Tuesday, March 2, 1999 Published at 14:55 GMT
Uganda tourists die in gunfight
The tourists were on a trip to see mountain gorillas
Eight kidnapped Westerners were killed during a furious gun battle between Ugandan soldiers and their rebel captors, the British High Commission in Kampala has confirmed.
Five tourists were found dead at the scene of the gun battle. The bodies of the other three were found nearby, a British Foreign Office spokesman said.
Six other hostages - two Britons, one New Zealander, one Swiss, one Canadian and one American - were freed after being taken captive on Monday.
The dead are believed to be four men and four women, but their identities are not yet known.
'British captives tortured'
An American tourist who escaped said British hostages had been tortured by the rebels.
She told London's Evening Standard newspaper that at least one British man had been beaten by his captors and that the British people had been ''treated quite badly".
Another American who escaped, Elizabeth Garland, 29, said the rebels had singled out US and British nationals as hostages.
Witnesses said about 150 heavily-armed rebels stormed the park headquarters and rounded up the tourists. They then disappeared into the forest with their captives.
The UK Foreign Office spokesman said: "It appears that during the night there was some kind of a fire-fight between the rebels, park rangers and soldiers. There were also Ugandan casualties."
UK Foreign Secretary Robin Cook said Britain had told Uganda it did not want any intervention that might put lives at risk.
In December, four Western tourists held hostage in Yemen died during a rescue attempt by Yemeni forces.
Seven of the tourists rounded up on Monday were released on the same day, including France's Deputy Ambassador to Uganda, Anne Peltier, who negotiated the release of all the French tourists and some Australians.

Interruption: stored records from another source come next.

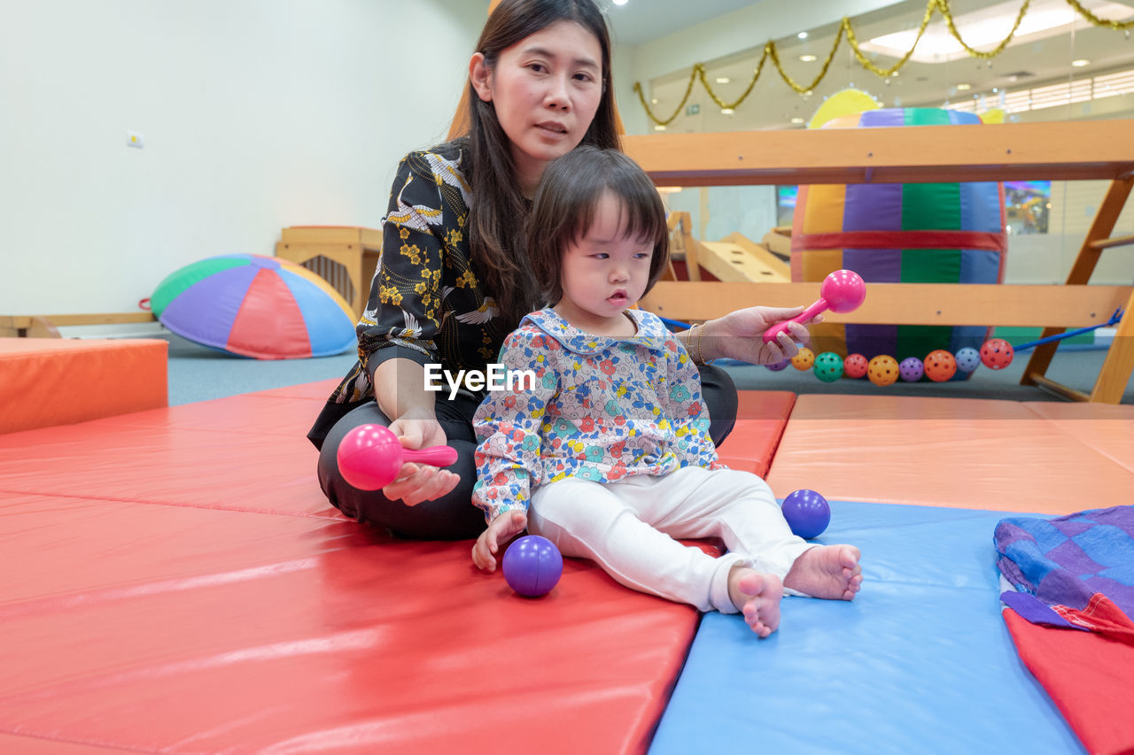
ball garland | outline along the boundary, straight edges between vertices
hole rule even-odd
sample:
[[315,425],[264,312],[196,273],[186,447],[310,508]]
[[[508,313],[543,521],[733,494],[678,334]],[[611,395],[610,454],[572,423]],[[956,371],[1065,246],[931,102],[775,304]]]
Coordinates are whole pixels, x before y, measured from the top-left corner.
[[866,362],[866,357],[861,354],[852,354],[843,360],[843,374],[854,380],[865,378],[868,366],[870,366],[870,363]]
[[815,357],[815,378],[833,383],[843,376],[843,357],[835,351],[823,351]]
[[934,383],[945,381],[957,374],[957,360],[945,349],[936,349],[925,357],[925,376]]
[[773,372],[786,368],[788,364],[799,372],[812,370],[824,383],[832,383],[844,376],[852,380],[868,378],[870,382],[885,388],[892,385],[899,379],[917,382],[922,378],[928,378],[941,383],[951,380],[958,372],[972,373],[982,364],[989,370],[1004,370],[1012,364],[1014,356],[1015,349],[1012,343],[1002,338],[992,338],[984,341],[980,350],[966,346],[954,355],[946,349],[934,349],[924,359],[906,357],[900,364],[886,354],[880,354],[868,362],[862,354],[850,354],[844,359],[835,351],[823,351],[816,356],[807,347],[801,347],[790,359],[765,366]]
[[925,365],[917,357],[906,357],[898,365],[898,375],[907,383],[916,383],[925,374]]

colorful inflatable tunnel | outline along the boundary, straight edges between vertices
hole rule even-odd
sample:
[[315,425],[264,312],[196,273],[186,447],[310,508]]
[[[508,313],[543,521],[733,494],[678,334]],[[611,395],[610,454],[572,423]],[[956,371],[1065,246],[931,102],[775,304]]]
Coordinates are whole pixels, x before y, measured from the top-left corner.
[[355,346],[350,305],[306,268],[259,254],[209,257],[171,273],[150,299],[191,341],[256,359],[303,359]]
[[[840,116],[822,128],[950,124],[979,125],[981,119],[937,108],[882,108]],[[1007,240],[998,183],[801,186],[792,280],[821,281],[846,268],[868,283],[1000,283]],[[824,323],[814,328],[814,348],[868,359],[886,354],[900,362],[923,359],[934,349],[980,348],[989,334],[983,326]],[[955,379],[965,378],[958,371]]]

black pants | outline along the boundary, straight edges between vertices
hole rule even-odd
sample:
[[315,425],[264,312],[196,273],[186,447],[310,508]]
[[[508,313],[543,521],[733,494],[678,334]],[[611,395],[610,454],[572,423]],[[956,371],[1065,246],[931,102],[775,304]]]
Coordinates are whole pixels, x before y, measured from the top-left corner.
[[[709,409],[709,434],[718,446],[736,424],[736,385],[719,367],[702,366],[701,392]],[[319,484],[330,502],[342,514],[374,526],[387,527],[395,535],[422,540],[467,540],[484,531],[484,512],[473,506],[476,483],[476,436],[473,414],[480,401],[464,396],[454,400],[438,393],[437,418],[445,430],[448,444],[457,449],[457,461],[448,467],[460,482],[448,494],[417,506],[390,501],[382,491],[358,490],[339,475],[336,453],[347,433],[364,424],[388,426],[389,418],[374,401],[362,404],[344,415],[327,433],[319,453]]]

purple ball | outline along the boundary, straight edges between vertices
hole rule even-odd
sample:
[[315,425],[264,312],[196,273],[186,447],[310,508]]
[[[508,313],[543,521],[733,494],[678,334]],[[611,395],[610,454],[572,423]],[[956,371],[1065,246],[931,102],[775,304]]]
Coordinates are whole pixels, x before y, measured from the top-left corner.
[[972,372],[981,366],[981,353],[971,346],[957,351],[957,370],[960,372]]
[[925,374],[925,365],[917,357],[906,357],[898,365],[898,374],[907,383],[916,383]]
[[784,499],[784,518],[792,532],[804,540],[823,534],[831,523],[831,507],[813,490],[797,490]]
[[547,537],[525,535],[503,554],[503,578],[521,595],[539,597],[551,592],[564,572],[564,557]]

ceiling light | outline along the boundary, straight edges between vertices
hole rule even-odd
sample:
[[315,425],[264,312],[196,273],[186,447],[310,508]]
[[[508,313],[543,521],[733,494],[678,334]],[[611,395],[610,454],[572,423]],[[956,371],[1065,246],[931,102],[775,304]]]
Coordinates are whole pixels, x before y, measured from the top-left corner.
[[[1131,15],[1129,6],[1100,1],[1092,5],[1091,12],[1106,19],[1125,19]],[[999,44],[1012,31],[1019,14],[1019,2],[1009,0],[981,10],[955,17],[955,25],[962,39],[978,50],[991,49]],[[1072,29],[1088,28],[1090,23],[1077,14],[1067,11],[1066,0],[1032,0],[1027,14],[1019,23],[1008,46],[1035,42],[1050,36],[1067,34]],[[905,29],[874,37],[860,46],[868,52],[878,52],[892,58],[902,58],[914,45],[917,29]],[[965,49],[949,33],[943,22],[925,27],[911,60],[916,62],[948,62],[968,57]]]

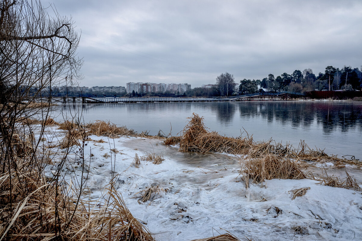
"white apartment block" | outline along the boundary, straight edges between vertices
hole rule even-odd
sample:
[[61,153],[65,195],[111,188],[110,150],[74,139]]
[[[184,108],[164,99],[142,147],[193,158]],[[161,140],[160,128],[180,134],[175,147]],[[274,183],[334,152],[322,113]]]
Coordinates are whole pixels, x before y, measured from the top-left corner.
[[209,84],[208,85],[201,85],[201,88],[205,88],[205,89],[211,89],[213,87],[214,87],[216,85],[213,85],[211,84]]
[[83,86],[67,86],[62,85],[59,86],[59,92],[60,93],[74,93],[81,92],[85,93],[89,91],[89,87]]
[[168,84],[160,83],[134,83],[129,82],[126,84],[127,93],[164,93],[166,91],[174,93],[179,92],[183,94],[191,88],[191,85],[187,84]]
[[126,88],[123,86],[93,86],[92,87],[93,92],[109,92],[115,94],[124,94]]
[[186,84],[168,84],[167,91],[183,94],[191,88],[191,85]]

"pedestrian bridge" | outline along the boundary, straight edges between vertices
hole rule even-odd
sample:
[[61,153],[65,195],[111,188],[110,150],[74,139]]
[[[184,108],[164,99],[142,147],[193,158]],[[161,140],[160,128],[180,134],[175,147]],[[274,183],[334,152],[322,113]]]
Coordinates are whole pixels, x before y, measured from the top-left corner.
[[72,96],[68,95],[63,97],[53,97],[52,99],[63,103],[137,103],[154,102],[205,102],[220,101],[243,101],[287,100],[292,98],[305,96],[303,93],[289,91],[277,93],[258,93],[227,97],[189,98],[189,97],[100,97],[88,94]]

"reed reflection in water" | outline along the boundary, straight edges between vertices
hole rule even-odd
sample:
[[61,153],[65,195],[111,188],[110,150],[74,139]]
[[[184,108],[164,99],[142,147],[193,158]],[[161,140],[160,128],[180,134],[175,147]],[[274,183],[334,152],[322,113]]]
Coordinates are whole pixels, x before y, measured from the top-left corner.
[[[156,135],[160,130],[176,135],[193,113],[203,116],[210,130],[236,137],[247,131],[254,140],[272,138],[300,140],[329,154],[352,155],[362,159],[362,103],[342,101],[273,101],[65,105],[57,120],[81,112],[83,121],[108,120]],[[54,115],[55,115],[55,112]],[[244,129],[243,129],[243,128]],[[246,135],[244,132],[243,135]]]

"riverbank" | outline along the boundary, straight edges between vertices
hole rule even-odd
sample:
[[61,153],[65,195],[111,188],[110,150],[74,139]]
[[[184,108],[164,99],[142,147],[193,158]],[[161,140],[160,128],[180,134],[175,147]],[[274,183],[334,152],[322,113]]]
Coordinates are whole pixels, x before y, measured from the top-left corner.
[[[101,203],[107,196],[105,187],[113,180],[130,213],[156,240],[186,241],[227,230],[240,240],[341,240],[362,235],[361,191],[324,185],[343,182],[345,170],[355,176],[348,180],[361,182],[361,166],[353,162],[324,159],[320,152],[315,155],[321,157],[319,160],[295,160],[305,178],[258,183],[249,179],[247,185],[244,171],[248,154],[180,152],[178,145],[163,145],[164,138],[124,129],[126,136],[120,136],[103,124],[92,132],[102,135],[101,129],[108,130],[104,135],[89,133],[84,141],[65,147],[70,149],[62,148],[62,143],[73,144],[67,141],[74,140],[69,138],[72,129],[67,128],[72,126],[48,126],[42,136],[36,130],[42,126],[33,126],[35,138],[44,138],[39,149],[51,153],[46,176],[60,175],[68,186],[84,180],[82,199]],[[248,143],[248,151],[257,146]],[[71,155],[60,172],[54,172],[62,161],[57,157],[64,152]],[[327,177],[332,174],[334,178]],[[324,182],[307,178],[322,176]]]

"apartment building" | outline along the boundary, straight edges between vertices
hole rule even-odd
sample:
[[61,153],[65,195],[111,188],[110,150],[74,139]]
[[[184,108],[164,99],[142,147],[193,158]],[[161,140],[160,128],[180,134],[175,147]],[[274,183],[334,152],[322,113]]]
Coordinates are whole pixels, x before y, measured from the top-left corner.
[[167,91],[171,93],[183,93],[191,88],[191,85],[187,84],[167,84],[160,83],[134,83],[129,82],[126,84],[127,93],[130,94],[134,92],[139,94],[148,93],[165,93]]
[[211,89],[215,87],[215,85],[213,85],[209,84],[208,85],[201,85],[201,88],[205,88],[205,89]]
[[182,94],[191,88],[191,85],[186,84],[168,84],[167,91]]
[[92,89],[93,92],[98,93],[109,92],[122,94],[126,93],[126,88],[123,86],[93,86]]

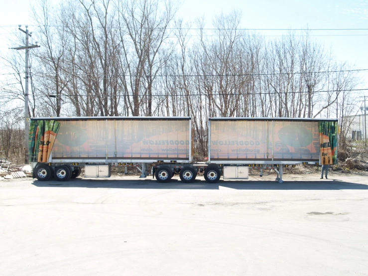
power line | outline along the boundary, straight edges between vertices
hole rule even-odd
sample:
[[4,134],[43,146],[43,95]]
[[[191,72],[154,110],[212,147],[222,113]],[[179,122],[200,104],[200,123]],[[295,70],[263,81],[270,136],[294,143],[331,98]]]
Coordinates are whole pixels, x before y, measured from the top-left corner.
[[[347,91],[368,91],[368,88],[362,88],[360,89],[339,89],[338,90],[320,90],[318,91],[313,91],[313,94],[320,93],[326,93],[326,92],[343,92]],[[308,91],[293,91],[293,92],[264,92],[264,93],[213,93],[211,94],[206,93],[199,93],[199,94],[186,94],[183,93],[182,94],[152,94],[152,97],[187,97],[187,96],[247,96],[252,95],[279,95],[279,94],[304,94],[309,93]],[[80,95],[80,94],[62,94],[62,95],[45,95],[45,94],[32,94],[32,96],[48,96],[50,98],[56,98],[56,97],[106,97],[106,95]],[[128,95],[129,97],[133,97],[132,95]],[[144,96],[144,95],[140,95],[141,97]],[[109,96],[110,97],[110,95]],[[123,97],[121,96],[120,97]]]
[[[152,76],[152,77],[242,77],[242,76],[275,76],[280,75],[302,75],[302,74],[320,74],[320,73],[342,73],[342,72],[361,72],[368,71],[368,69],[352,69],[352,70],[332,70],[332,71],[319,71],[314,72],[295,72],[291,73],[255,73],[255,74],[209,74],[206,75],[156,75],[154,76],[145,75],[125,75],[125,74],[86,74],[84,73],[61,73],[60,75],[70,75],[70,76],[94,76],[94,77],[145,77],[145,76]],[[36,72],[33,73],[33,75],[55,75],[54,73],[46,73],[46,72]]]

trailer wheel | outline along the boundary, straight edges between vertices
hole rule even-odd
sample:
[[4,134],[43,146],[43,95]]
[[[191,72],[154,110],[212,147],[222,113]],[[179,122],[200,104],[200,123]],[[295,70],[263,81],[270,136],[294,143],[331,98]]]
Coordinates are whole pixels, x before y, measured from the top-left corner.
[[220,170],[216,167],[208,167],[205,170],[204,176],[206,181],[208,183],[216,183],[221,176]]
[[81,171],[82,170],[81,169],[81,167],[78,167],[78,168],[77,168],[77,169],[75,169],[72,172],[72,176],[70,177],[70,178],[75,178],[76,177],[78,177],[81,174]]
[[71,176],[70,169],[67,166],[62,165],[55,168],[54,177],[58,181],[67,181]]
[[160,167],[156,169],[155,176],[158,182],[167,182],[172,177],[172,172],[168,167]]
[[185,183],[192,183],[196,179],[196,175],[195,170],[191,167],[183,168],[179,172],[180,179]]
[[37,180],[47,181],[51,177],[51,169],[47,165],[40,165],[33,169],[34,175]]

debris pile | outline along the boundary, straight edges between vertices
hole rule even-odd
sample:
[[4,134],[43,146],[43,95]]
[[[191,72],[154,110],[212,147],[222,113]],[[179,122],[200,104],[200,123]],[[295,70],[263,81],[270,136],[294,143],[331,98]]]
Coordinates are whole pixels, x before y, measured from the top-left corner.
[[31,176],[30,167],[27,165],[12,165],[6,159],[0,159],[0,180]]

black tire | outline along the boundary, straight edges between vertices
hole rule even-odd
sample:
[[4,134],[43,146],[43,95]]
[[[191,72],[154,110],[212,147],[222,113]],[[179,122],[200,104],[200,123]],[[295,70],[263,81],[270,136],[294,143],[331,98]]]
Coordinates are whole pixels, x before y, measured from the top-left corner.
[[58,181],[67,181],[72,176],[70,169],[68,166],[62,165],[55,167],[54,171],[54,177]]
[[161,183],[167,182],[172,177],[171,170],[165,166],[156,169],[154,174],[157,181]]
[[70,176],[71,178],[75,178],[76,177],[78,177],[79,176],[79,175],[81,174],[81,171],[82,170],[81,169],[80,167],[78,167],[78,168],[77,169],[75,169],[72,172],[72,175]]
[[47,165],[40,165],[33,169],[33,172],[37,180],[47,181],[51,177],[51,169]]
[[196,179],[196,170],[192,167],[184,167],[179,173],[180,179],[184,183],[192,183]]
[[216,167],[208,167],[205,170],[205,179],[208,183],[216,183],[221,176],[220,170]]

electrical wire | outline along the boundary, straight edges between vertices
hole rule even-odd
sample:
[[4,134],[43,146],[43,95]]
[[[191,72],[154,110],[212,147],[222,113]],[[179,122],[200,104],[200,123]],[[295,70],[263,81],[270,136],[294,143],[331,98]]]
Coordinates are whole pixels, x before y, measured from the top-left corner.
[[[322,73],[343,73],[343,72],[363,72],[368,71],[368,69],[351,69],[351,70],[332,70],[332,71],[318,71],[313,72],[295,72],[292,73],[255,73],[255,74],[206,74],[206,75],[124,75],[124,74],[86,74],[86,73],[59,73],[59,75],[66,75],[66,76],[94,76],[94,77],[242,77],[242,76],[277,76],[282,75],[302,75],[302,74],[322,74]],[[32,73],[33,75],[55,75],[54,73],[47,73],[47,72],[36,72]]]
[[[316,94],[316,93],[326,93],[326,92],[346,92],[346,91],[368,91],[368,88],[362,88],[360,89],[339,89],[338,90],[320,90],[318,91],[312,91],[312,92],[313,94]],[[279,94],[304,94],[304,93],[309,93],[308,91],[294,91],[294,92],[264,92],[264,93],[211,93],[211,94],[205,94],[205,93],[200,93],[200,94],[185,94],[185,93],[183,93],[183,94],[152,94],[151,96],[152,97],[187,97],[187,96],[247,96],[247,95],[279,95]],[[80,95],[80,94],[72,94],[72,95],[68,95],[68,94],[62,94],[62,95],[55,95],[55,94],[29,94],[29,96],[47,96],[49,97],[50,98],[56,98],[56,97],[106,97],[107,96],[109,97],[111,97],[111,95]],[[129,97],[133,97],[133,95],[128,95]],[[142,97],[142,95],[139,95],[141,97]],[[51,96],[51,97],[50,97]],[[123,97],[123,96],[121,96],[120,97]]]

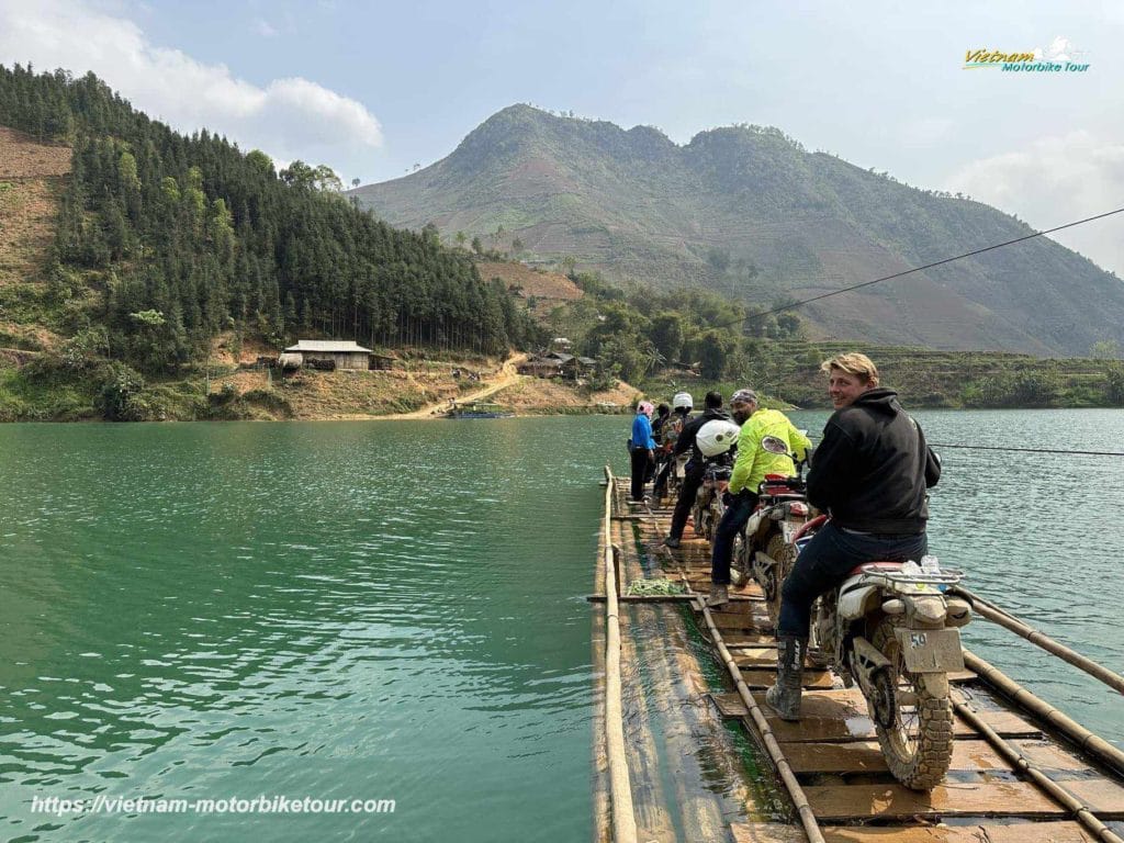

She said firing had started around the tent where people were sleeping.
Twelve tourists, one of them a British national, escaped the kidnappers by fleeing into the jungle and arrived later in Kampala.
The Hutu rebels - the Interahamwe - fled Rwanda after they took part in the 1994 genocide of more than 500,000 Tutsis.
Last August they abducted a number of foreign tourists who were on a mountain trek just across the border inside the Democratic Republic of Congo. One of the tourists has since been released but the remainder are still in captivity.
UK-based travel firm Abercrombie and Kent, which ran a campsite where three of the tourists in the latest incident had been staying, said security issues were left mostly in the hands of local park wardens.
The Bwindi National Park covers 331 sq km and is home to an estimated 300 mountain gorillas - half the entire global population.